Powrócili na tory w Albertville w 1992 roku, a dwa lata później na igrzyskach w Lillehammer zajęli 13 miejsce, pokonując kilka bardziej utytułowanych konkurentów. Ich sukcesy sprawiły, że w kolejnych latach zobaczyliśmy ekipy z m.in: Trynidadu, Portoryko, Wysp Dziewiczych, Meksyku i Filipin.
Boliwia doczeka się pierwszego od 1992 roku reprezentanta na zimowych igrzyskach. Simona Breitfuss Kammerlander urodził się w Austrii, ale jako nastolatek wyjechał do Boliwii. Teraz wystartuje w Pjongczangu.
Boliwijczyk miał dobre geny, bo jego ojciec jest byłym alpejczykiem, który szkolił narciarzy w krajach Ameryki Południowej.

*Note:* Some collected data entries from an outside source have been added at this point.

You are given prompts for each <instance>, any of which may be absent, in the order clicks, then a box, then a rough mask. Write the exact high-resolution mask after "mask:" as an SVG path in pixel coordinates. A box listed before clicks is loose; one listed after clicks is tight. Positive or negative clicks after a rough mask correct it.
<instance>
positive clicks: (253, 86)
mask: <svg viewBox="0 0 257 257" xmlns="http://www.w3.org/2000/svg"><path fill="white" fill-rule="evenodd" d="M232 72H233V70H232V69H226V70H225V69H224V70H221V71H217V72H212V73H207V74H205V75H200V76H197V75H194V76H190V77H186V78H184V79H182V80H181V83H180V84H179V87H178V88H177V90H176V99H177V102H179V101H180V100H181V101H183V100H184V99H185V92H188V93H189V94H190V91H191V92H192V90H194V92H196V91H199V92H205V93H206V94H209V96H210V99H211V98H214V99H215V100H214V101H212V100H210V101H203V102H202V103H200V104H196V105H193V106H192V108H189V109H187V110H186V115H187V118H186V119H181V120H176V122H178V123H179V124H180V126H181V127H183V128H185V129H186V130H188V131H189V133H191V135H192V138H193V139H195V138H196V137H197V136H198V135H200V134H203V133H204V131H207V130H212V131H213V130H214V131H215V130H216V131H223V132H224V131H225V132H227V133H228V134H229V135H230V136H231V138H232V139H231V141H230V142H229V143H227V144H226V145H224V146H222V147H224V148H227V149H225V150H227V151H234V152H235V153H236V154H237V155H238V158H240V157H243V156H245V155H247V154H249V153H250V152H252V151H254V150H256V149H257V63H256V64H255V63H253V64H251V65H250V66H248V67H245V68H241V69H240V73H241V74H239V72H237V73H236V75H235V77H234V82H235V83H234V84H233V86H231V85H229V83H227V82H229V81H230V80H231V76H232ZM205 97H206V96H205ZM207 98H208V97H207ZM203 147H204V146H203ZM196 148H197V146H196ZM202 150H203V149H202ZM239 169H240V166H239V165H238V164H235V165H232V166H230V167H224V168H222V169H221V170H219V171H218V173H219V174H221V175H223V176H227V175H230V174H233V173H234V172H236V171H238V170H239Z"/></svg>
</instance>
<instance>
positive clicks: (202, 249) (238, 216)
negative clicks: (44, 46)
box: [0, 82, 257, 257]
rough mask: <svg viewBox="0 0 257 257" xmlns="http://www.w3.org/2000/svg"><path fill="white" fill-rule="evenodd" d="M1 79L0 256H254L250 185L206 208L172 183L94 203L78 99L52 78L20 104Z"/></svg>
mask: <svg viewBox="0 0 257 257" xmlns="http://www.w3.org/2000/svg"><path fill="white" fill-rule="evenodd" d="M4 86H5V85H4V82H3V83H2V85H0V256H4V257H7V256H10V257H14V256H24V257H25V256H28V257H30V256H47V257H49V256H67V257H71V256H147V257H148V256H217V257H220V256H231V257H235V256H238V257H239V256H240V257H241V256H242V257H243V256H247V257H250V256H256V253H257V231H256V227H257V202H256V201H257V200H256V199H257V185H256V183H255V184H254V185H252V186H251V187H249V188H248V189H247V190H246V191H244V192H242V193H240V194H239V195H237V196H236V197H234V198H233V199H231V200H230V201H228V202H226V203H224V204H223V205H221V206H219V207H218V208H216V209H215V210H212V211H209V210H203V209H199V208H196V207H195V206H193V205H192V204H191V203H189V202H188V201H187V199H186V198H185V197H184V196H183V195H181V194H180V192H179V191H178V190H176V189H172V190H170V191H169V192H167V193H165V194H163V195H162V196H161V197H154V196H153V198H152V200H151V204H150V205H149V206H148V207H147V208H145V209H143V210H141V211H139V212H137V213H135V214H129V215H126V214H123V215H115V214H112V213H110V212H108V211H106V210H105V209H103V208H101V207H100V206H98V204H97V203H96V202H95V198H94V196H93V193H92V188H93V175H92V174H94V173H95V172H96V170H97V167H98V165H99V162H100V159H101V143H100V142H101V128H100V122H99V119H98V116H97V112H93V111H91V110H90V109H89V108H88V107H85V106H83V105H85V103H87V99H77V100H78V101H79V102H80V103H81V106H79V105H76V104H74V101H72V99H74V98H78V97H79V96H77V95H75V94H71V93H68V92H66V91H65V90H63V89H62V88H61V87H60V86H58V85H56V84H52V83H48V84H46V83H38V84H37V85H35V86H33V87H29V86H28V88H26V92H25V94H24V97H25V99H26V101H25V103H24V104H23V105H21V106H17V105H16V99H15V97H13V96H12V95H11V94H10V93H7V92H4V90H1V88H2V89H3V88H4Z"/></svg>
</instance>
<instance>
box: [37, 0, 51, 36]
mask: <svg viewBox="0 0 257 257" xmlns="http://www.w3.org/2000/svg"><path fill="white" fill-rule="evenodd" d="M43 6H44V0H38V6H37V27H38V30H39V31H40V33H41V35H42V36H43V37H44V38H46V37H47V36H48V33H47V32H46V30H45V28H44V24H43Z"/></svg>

Podczas szkoleń natrafił przypadkowo na ludzi ze związku narciarskiego i tak zaczęła się przygoda jego syna.
25-letni Kammerlander był za słaby, aby konkurować w Austrii, ale od blisko dekady mieszka w Boliwii, gdzie nie ma poważnych rywali. Rok temu zadebiutował w Pucharze Świata, ciekawe jak mu pójdzie w Korei...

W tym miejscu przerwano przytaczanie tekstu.